Passports and Visas for Motorcycle Touring in Ireland
If you’re coming from the U.S.A, Canada, or Australia, you can stay in Ireland for up to 90 days, in a 6-month period, without a visa. Plan to stay any longer than this, however, and you’ll need to apply for a visa. Although Ireland isn’t in the Schengen zone, it is in the EU. So, if you are a citizen of an EU member state, you don’t need a visa to go motorcycle touring in Ireland.
Bike Permits and Carnets
According to ATA Carnet, Germany is listed as a country which requires a carnet. Although the ATA Carnet website states, “If goods are properly imported into one EU carnet country and re-exported from a second EU carnet country, the Carnet holder is unlikely to encounter any claims fees.”.
You may be asked to produce several documents if motorcycle touring in Ireland, these include:
- Your licence
- Proof of insurance
- A sticker showing your country of origin (unless you have an EU licence plate)
You are required to have motor insurance when motorcycle touring in Ireland. Before you leave, contact your insurance company and inquire about your coverage abroad or contact the Irish branch of your motor insurance company.
Motorways in Ireland are in very good condition, as are most of the national roads. Venture off the beaten track, however, and it’s a different story. Road conditions can quickly become very bad, with tufts of grass lining the middle of the roads.

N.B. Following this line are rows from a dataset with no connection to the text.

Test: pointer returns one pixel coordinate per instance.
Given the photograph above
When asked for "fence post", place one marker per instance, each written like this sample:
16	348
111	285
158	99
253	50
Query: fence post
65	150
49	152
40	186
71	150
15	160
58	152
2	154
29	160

You don’t need a vignette for Irish roads but there are tolls on parts of Irish motorways and the price depends on what vehicle you’re using, and what section of the motorway you’re travelling on. You can pay at tollbooths on the motorway. If you use the M50, however, a motorway which runs around Dublin city, you must pay online using eFlow – thankfully, for motorcycles, the M50 is free.